This was certainly nothing new -- if you watch trailers of movies going back as far as the 1940's, you'll see that many of them similarly wax ecstatic, using such euphoric phrases as:
- Like nothing you've ever seen before!
- You won't believe your eyes!
- A new triumph in cinematic entertainment!
- The greatest event since the invention of fire!
- More exciting than the resurrection of the dead!
- This film has magical powers to cure cancer!
Okay, maybe not that euphoric. But certainly the advertisers were literally going overboard (ha! of course, not literally!) to rope in their potential audience.

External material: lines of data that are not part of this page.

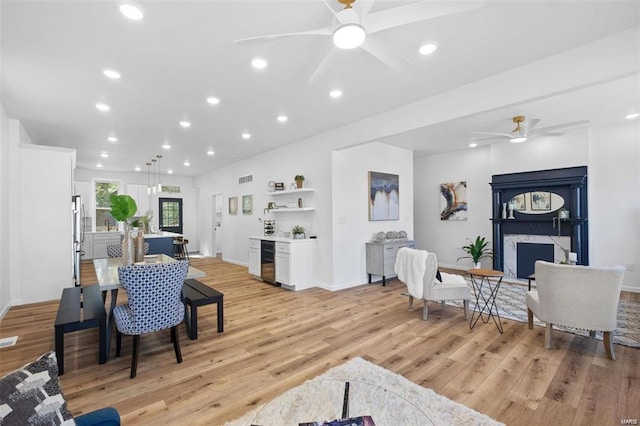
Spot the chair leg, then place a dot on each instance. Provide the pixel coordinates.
(176, 343)
(547, 336)
(608, 345)
(134, 356)
(118, 343)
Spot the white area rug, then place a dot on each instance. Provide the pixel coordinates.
(391, 399)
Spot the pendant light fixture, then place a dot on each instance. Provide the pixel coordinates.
(153, 187)
(159, 184)
(148, 179)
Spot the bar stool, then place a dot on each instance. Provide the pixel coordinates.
(180, 251)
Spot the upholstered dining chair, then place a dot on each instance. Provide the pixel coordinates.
(582, 297)
(417, 270)
(154, 304)
(115, 250)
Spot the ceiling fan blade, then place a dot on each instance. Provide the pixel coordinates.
(315, 32)
(505, 135)
(385, 54)
(322, 66)
(530, 124)
(562, 126)
(415, 12)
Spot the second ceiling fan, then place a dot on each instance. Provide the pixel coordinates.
(355, 27)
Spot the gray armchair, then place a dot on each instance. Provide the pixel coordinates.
(583, 297)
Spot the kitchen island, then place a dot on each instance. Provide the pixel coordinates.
(95, 243)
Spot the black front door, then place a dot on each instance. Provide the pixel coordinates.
(170, 214)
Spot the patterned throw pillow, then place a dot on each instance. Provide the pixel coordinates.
(32, 395)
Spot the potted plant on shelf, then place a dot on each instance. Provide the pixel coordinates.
(477, 250)
(298, 232)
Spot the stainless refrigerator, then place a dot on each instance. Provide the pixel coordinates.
(77, 209)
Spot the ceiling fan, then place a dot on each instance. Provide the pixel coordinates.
(524, 130)
(355, 27)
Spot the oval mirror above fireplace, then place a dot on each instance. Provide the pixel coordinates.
(537, 202)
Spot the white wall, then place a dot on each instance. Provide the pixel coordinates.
(5, 291)
(351, 225)
(612, 155)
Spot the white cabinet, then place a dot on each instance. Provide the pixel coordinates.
(254, 256)
(101, 241)
(294, 200)
(140, 194)
(87, 246)
(295, 263)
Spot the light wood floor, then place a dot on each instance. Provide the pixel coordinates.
(276, 339)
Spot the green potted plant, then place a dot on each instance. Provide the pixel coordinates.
(477, 250)
(298, 232)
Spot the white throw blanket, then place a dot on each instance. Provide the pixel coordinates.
(410, 267)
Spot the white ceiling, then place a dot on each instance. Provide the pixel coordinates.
(53, 53)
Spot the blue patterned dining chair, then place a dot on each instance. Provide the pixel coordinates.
(154, 304)
(115, 250)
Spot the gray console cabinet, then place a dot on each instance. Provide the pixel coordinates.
(381, 257)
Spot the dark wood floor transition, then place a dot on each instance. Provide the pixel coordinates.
(276, 339)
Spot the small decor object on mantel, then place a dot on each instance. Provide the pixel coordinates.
(298, 232)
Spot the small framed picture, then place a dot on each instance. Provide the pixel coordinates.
(519, 202)
(233, 205)
(540, 200)
(247, 204)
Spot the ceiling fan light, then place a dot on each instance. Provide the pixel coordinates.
(349, 36)
(518, 139)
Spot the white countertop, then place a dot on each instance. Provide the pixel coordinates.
(160, 234)
(283, 239)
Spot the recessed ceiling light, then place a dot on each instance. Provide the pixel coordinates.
(427, 49)
(259, 63)
(349, 36)
(112, 74)
(131, 11)
(102, 107)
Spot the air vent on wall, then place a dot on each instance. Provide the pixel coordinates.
(245, 179)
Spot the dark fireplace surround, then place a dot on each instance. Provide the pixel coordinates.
(570, 183)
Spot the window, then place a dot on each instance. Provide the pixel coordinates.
(102, 194)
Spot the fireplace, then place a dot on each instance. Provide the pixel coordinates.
(534, 231)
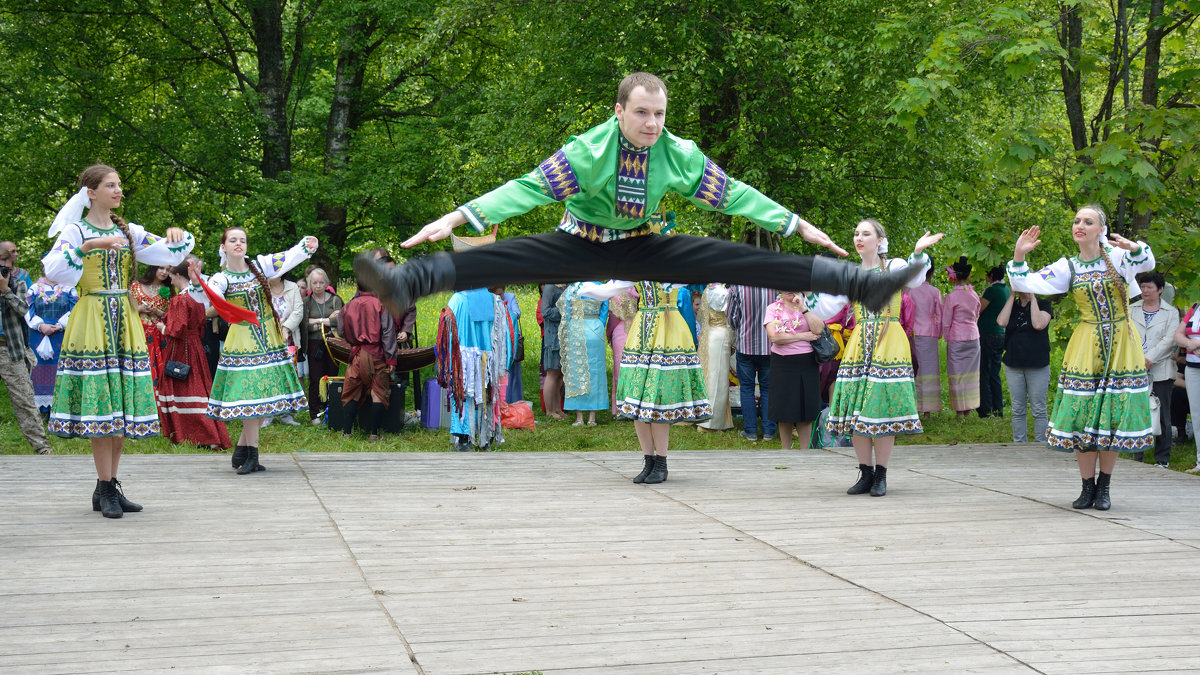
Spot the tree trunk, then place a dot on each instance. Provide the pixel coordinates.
(1150, 87)
(1071, 37)
(267, 18)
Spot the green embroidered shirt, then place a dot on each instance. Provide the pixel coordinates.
(585, 174)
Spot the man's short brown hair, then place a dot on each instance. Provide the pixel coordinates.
(633, 81)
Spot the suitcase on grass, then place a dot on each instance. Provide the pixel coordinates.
(435, 407)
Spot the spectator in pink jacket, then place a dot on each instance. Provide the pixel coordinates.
(960, 316)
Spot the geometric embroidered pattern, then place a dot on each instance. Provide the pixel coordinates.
(558, 180)
(712, 185)
(631, 167)
(597, 233)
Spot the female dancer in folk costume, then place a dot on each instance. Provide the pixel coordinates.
(183, 404)
(622, 310)
(150, 294)
(661, 381)
(1102, 407)
(49, 309)
(255, 376)
(873, 398)
(715, 352)
(103, 389)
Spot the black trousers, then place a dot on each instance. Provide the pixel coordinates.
(558, 257)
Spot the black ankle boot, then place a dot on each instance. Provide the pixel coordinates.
(375, 418)
(871, 288)
(658, 471)
(239, 455)
(251, 461)
(399, 287)
(1103, 502)
(865, 478)
(109, 507)
(351, 411)
(647, 467)
(1087, 496)
(880, 485)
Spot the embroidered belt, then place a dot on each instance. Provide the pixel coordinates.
(591, 232)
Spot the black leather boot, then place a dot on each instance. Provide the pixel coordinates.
(376, 413)
(658, 471)
(109, 507)
(351, 412)
(647, 467)
(1087, 496)
(1103, 502)
(880, 485)
(251, 464)
(239, 455)
(399, 287)
(871, 288)
(865, 479)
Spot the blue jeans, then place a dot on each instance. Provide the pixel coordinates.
(1027, 389)
(991, 396)
(751, 366)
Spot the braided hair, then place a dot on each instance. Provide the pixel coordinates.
(258, 276)
(883, 268)
(1108, 262)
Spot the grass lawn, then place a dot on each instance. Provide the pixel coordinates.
(942, 429)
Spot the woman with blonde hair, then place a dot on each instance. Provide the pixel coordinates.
(874, 398)
(103, 389)
(1102, 407)
(255, 377)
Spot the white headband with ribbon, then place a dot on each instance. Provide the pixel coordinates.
(71, 211)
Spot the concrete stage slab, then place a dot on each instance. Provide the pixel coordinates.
(743, 561)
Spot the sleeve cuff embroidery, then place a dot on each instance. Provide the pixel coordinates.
(475, 217)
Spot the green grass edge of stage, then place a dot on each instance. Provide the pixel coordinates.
(942, 429)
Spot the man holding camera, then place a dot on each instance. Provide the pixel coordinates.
(16, 358)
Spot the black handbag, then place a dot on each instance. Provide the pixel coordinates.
(178, 370)
(823, 347)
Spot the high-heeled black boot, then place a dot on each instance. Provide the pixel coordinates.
(647, 467)
(659, 471)
(880, 485)
(865, 479)
(399, 287)
(871, 288)
(351, 412)
(1087, 495)
(376, 412)
(1103, 502)
(251, 461)
(239, 455)
(109, 507)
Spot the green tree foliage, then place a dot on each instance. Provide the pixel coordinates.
(360, 120)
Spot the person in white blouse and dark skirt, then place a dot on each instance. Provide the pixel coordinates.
(1157, 321)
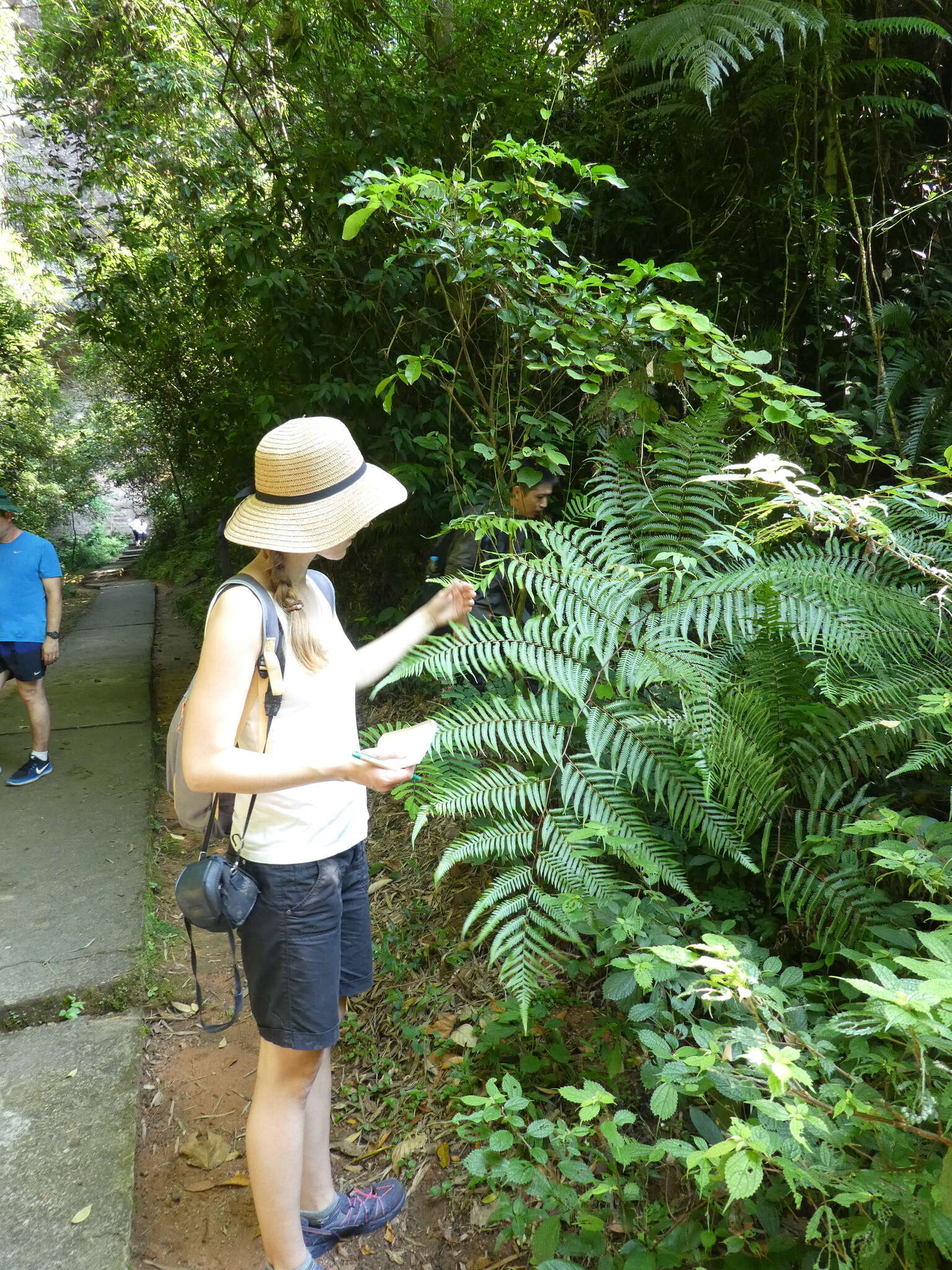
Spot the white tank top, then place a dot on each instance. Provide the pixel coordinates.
(318, 718)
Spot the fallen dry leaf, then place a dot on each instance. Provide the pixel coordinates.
(235, 1180)
(410, 1146)
(464, 1036)
(482, 1214)
(441, 1026)
(206, 1152)
(350, 1146)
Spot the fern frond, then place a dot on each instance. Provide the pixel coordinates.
(639, 746)
(834, 906)
(499, 726)
(540, 648)
(514, 840)
(495, 791)
(710, 41)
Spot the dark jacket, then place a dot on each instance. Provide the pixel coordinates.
(466, 556)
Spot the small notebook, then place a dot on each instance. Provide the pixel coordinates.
(409, 745)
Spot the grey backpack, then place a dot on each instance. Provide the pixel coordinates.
(193, 808)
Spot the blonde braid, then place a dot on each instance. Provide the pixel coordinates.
(306, 648)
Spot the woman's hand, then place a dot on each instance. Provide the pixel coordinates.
(380, 779)
(454, 603)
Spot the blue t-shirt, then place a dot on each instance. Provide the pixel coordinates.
(23, 566)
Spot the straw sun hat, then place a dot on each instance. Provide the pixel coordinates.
(312, 489)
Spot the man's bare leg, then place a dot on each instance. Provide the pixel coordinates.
(33, 696)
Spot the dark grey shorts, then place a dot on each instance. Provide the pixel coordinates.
(306, 944)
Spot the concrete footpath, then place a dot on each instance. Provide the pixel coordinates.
(73, 850)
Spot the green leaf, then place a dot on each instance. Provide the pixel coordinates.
(356, 220)
(743, 1174)
(576, 1171)
(682, 271)
(942, 1191)
(664, 1101)
(663, 322)
(540, 1128)
(545, 1238)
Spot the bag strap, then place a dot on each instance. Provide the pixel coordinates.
(271, 670)
(239, 991)
(271, 683)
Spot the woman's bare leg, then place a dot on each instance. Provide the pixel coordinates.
(275, 1142)
(316, 1175)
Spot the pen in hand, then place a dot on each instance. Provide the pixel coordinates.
(376, 762)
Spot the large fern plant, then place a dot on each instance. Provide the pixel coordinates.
(679, 704)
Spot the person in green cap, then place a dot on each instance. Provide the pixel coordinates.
(31, 606)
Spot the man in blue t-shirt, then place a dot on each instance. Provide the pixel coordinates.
(31, 606)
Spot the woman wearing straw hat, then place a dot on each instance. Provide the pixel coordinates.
(306, 945)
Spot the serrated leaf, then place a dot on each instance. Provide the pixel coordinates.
(356, 220)
(743, 1174)
(664, 1101)
(545, 1238)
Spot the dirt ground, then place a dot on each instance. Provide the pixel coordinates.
(193, 1219)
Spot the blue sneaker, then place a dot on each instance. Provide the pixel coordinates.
(318, 1241)
(31, 771)
(362, 1210)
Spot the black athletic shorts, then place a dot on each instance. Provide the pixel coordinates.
(306, 944)
(24, 662)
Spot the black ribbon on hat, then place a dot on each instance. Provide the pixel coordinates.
(280, 500)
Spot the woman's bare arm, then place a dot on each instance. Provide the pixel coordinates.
(377, 658)
(209, 760)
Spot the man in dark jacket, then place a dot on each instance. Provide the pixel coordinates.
(466, 554)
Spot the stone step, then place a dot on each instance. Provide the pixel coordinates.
(69, 1143)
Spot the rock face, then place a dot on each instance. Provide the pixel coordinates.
(121, 507)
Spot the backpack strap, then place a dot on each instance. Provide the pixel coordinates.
(271, 670)
(272, 659)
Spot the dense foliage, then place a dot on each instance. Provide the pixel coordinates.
(791, 153)
(681, 253)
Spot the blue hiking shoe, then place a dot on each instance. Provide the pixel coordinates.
(31, 771)
(318, 1241)
(362, 1210)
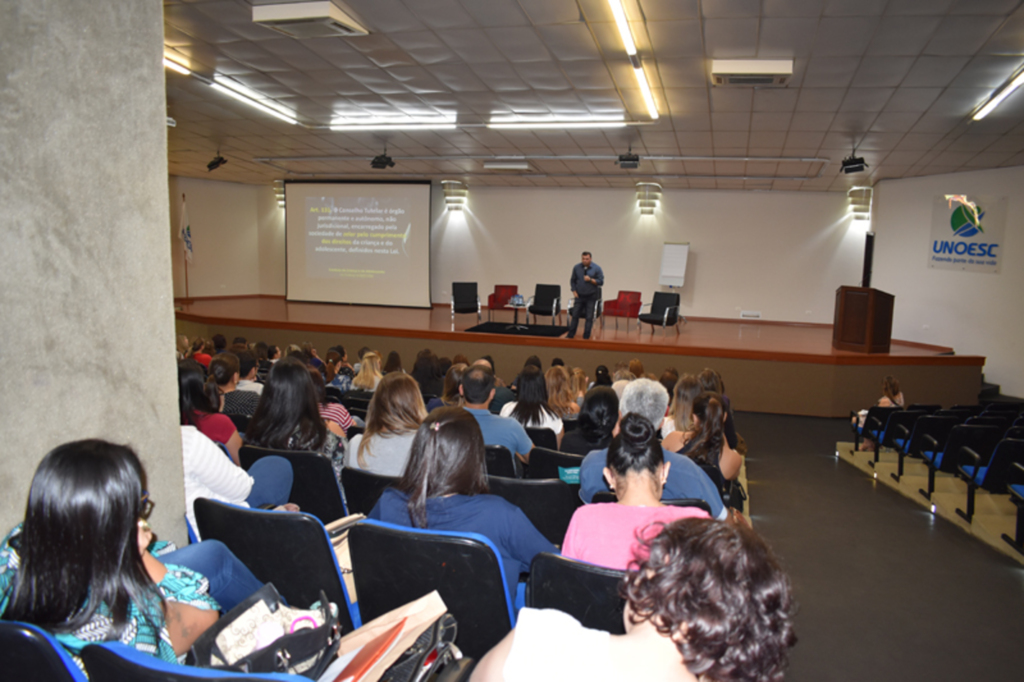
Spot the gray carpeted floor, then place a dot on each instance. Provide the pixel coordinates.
(886, 591)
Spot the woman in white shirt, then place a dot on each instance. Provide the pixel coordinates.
(531, 409)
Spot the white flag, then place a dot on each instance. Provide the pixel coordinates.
(184, 231)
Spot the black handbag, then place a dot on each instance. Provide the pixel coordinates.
(304, 650)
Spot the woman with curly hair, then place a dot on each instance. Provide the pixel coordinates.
(708, 600)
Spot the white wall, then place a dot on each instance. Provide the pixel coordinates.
(974, 312)
(780, 253)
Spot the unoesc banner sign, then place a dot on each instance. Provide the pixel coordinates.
(967, 232)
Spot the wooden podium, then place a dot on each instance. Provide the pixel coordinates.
(863, 321)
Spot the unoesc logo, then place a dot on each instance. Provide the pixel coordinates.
(966, 223)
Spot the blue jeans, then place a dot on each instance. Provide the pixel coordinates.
(230, 581)
(271, 481)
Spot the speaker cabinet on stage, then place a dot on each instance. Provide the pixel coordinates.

This advertising gimmick reminds me of one of my high school teachers, a then-young Rabbi whom my classmates and I all liked. I even know his age at the time he taught us, for he informed us one day that he was 37, and the thought that I would ever reach that age myself seemed unimaginable.
Unfortunately, our interest in the subject matter did not match our affection for our teacher. One day, as he, as usual, struggled in vain to capture our attention, in what on hindsight seems clearly an act of wild desperation, he suddenly proclaimed in a loud, ringing voice:
If you should learn nothing else this year, you should at least learn this!That did it. We were riveted. We hung onto every word that escaped his lips. And, to a certain extent, the effect lasted for the rest of the class.
But not past that. By next class, we were back to our usual inattentive mode. Suddenly, the Rabbi proclaimed in a loud, ringing voice:
If you should learn nothing else this year, you should at least learn this!Sorry, Rabbi. It works only once.